I do not mean this as a prediction about a specific implementation. The broader point is that once agents become active participants in workflows, information access itself may become a tradable resource inside agent ecosystems.
Today’s AI agent landscape still feels very early, in some ways closer to the early open internet: fragmented, experimental, and full of local tools and improvisation. But early openness does not guarantee long-term openness. It is easy to imagine later consolidation, platform control, and new forms of dependency created by large companies.
7. Economic Questions We May Need Sooner Than Expected
If AI agents eventually transact with one another at scale, especially across borders, some economic questions become less abstract than they sound today.
For example, if two agents exchange value in order to access information or services, is that economic output? Should it be counted in GDP? If yes, which jurisdiction does it belong to? How do we think about value creation when the “buyers” and “sellers” are automated systems acting on behalf of humans, firms, or even other agents?
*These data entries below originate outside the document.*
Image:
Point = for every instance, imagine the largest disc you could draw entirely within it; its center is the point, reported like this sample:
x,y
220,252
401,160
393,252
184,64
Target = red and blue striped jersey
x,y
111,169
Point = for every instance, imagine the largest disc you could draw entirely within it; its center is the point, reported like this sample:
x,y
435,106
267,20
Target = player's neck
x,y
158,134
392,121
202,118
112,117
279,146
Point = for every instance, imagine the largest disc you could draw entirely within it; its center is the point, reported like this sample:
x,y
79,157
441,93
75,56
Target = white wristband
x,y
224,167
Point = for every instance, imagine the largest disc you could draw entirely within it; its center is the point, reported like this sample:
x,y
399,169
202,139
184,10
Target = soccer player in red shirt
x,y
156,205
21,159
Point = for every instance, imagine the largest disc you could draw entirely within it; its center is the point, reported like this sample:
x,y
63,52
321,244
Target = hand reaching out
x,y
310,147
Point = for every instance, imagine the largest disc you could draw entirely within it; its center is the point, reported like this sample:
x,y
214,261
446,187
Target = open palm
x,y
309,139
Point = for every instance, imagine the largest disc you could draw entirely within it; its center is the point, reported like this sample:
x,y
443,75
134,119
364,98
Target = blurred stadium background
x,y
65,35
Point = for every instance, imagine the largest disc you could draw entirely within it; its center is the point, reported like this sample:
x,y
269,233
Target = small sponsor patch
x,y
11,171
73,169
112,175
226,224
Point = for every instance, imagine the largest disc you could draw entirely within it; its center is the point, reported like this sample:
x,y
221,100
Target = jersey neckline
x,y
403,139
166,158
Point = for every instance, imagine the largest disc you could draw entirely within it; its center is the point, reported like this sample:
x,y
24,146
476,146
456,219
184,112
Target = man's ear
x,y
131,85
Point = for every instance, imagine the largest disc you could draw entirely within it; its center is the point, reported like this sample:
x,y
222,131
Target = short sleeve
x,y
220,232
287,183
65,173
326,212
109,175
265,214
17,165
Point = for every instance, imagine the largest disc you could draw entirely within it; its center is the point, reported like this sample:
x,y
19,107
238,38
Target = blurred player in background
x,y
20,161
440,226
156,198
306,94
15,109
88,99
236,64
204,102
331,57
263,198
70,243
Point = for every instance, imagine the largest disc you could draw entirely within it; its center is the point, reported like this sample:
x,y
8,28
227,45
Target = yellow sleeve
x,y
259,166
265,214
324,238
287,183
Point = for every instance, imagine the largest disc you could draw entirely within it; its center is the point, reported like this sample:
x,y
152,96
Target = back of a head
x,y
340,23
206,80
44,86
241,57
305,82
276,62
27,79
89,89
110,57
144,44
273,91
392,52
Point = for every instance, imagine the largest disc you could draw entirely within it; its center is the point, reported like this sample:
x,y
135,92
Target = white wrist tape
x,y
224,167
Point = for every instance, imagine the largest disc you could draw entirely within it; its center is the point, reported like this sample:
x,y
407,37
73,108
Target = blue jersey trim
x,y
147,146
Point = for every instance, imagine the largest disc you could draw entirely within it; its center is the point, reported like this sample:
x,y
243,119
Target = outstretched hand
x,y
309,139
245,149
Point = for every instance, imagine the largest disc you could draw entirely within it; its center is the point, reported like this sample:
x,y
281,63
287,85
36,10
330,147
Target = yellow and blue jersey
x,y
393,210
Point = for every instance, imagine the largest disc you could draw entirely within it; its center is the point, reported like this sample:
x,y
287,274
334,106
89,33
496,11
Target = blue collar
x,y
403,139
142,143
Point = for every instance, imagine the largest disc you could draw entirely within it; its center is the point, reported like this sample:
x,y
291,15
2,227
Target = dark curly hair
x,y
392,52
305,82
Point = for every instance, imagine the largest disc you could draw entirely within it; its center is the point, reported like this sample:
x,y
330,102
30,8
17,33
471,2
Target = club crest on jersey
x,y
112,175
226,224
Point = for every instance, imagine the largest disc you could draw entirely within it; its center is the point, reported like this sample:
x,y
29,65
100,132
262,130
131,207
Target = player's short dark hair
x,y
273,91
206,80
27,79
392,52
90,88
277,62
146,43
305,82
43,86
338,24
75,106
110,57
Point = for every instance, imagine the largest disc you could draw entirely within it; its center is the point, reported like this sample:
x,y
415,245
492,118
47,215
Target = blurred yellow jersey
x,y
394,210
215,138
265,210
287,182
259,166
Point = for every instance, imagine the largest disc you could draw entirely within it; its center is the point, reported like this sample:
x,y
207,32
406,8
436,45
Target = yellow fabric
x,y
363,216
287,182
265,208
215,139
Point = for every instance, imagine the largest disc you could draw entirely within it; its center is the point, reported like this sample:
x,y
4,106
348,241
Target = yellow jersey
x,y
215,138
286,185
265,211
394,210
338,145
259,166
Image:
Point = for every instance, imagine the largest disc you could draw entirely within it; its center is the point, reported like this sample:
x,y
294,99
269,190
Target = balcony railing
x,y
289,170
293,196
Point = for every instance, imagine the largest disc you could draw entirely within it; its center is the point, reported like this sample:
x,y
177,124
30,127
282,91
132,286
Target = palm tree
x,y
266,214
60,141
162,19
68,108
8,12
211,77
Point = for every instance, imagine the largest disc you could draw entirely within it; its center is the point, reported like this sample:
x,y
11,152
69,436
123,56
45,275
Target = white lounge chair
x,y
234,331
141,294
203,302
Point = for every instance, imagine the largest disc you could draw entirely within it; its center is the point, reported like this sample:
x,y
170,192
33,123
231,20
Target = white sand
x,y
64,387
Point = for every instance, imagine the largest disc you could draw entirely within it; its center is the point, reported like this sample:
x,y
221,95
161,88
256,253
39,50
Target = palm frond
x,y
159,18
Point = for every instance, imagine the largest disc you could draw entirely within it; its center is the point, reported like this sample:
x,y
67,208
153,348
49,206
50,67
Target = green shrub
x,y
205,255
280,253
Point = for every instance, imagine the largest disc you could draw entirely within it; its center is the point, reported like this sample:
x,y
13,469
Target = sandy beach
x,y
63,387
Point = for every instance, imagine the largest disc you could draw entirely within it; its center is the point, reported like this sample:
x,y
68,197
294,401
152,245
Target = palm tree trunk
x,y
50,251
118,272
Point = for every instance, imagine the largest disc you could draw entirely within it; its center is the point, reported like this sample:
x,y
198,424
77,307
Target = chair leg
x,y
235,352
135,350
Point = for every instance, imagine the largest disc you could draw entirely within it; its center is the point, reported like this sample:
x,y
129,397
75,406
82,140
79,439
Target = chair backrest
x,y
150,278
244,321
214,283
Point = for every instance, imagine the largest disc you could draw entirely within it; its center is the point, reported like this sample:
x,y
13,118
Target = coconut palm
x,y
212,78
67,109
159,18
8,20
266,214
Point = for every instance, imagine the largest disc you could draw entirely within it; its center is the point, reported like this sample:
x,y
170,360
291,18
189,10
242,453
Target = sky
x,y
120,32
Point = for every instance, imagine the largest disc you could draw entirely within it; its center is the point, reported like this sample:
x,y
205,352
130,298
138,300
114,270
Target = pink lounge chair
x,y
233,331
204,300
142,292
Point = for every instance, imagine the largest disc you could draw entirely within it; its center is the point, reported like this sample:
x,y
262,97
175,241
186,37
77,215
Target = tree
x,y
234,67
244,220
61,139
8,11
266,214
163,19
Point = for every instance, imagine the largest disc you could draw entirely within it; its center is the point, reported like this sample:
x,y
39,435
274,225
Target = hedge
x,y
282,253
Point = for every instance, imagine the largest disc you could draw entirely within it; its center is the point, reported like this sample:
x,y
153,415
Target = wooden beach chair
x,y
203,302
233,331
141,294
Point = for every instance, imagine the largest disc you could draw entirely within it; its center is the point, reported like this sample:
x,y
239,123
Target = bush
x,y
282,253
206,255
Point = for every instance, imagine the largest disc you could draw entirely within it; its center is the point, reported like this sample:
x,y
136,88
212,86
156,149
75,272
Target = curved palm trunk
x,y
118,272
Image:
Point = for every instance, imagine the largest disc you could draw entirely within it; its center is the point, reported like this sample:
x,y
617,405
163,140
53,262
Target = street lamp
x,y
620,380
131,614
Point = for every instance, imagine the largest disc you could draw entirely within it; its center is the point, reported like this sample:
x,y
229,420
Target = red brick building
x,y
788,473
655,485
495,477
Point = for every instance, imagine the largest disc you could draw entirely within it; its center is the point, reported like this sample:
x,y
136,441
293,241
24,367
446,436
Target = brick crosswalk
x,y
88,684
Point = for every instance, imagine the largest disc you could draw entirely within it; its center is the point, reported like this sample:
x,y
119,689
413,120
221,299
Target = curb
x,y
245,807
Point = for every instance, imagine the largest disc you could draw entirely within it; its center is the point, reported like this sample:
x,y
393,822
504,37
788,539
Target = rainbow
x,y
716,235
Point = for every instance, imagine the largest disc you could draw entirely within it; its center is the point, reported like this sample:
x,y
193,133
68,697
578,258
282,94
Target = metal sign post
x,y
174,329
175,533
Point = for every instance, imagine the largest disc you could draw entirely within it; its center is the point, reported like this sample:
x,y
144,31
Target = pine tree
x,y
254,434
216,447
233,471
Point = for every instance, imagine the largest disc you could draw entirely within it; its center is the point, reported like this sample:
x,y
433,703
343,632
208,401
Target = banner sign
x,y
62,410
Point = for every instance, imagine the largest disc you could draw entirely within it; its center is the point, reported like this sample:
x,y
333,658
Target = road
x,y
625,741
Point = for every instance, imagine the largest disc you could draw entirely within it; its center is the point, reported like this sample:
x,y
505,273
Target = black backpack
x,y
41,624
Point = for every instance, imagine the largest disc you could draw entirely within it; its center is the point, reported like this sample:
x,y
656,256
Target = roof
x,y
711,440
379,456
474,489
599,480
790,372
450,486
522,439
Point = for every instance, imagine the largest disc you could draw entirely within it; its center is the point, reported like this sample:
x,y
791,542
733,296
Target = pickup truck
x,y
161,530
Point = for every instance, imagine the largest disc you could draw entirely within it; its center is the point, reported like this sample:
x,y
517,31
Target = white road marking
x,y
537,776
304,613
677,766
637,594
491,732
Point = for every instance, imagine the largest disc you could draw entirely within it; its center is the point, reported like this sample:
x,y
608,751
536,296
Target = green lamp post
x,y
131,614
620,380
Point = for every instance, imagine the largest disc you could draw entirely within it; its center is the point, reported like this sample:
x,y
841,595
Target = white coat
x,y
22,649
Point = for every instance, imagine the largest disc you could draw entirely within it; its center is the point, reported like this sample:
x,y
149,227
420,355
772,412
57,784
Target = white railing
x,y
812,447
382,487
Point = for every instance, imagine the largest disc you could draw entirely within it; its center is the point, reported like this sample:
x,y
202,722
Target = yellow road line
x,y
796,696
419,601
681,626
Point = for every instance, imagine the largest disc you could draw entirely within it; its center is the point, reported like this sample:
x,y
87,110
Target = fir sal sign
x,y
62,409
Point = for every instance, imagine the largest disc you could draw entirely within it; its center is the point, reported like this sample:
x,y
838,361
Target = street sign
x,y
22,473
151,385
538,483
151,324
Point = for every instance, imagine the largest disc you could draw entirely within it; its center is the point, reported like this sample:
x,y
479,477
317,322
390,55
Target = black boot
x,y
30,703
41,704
I do not have answers to these questions yet. But I suspect they may move from thought experiment to policy problem faster than many people expect.
8. What This Changes in How I Think About AI
The main shift for me is simple: I no longer think the right question is only whether AI can reason like a human, or better than a human, in a closed setting.
A more useful question is whether AI systems can participate in real information ecosystems: whether they can retrieve what they do not know, communicate what they do know, and do both reliably enough to support work at scale.
If that is right, then the future of AI will be shaped not only by bigger models, but by the structure of the networks around them.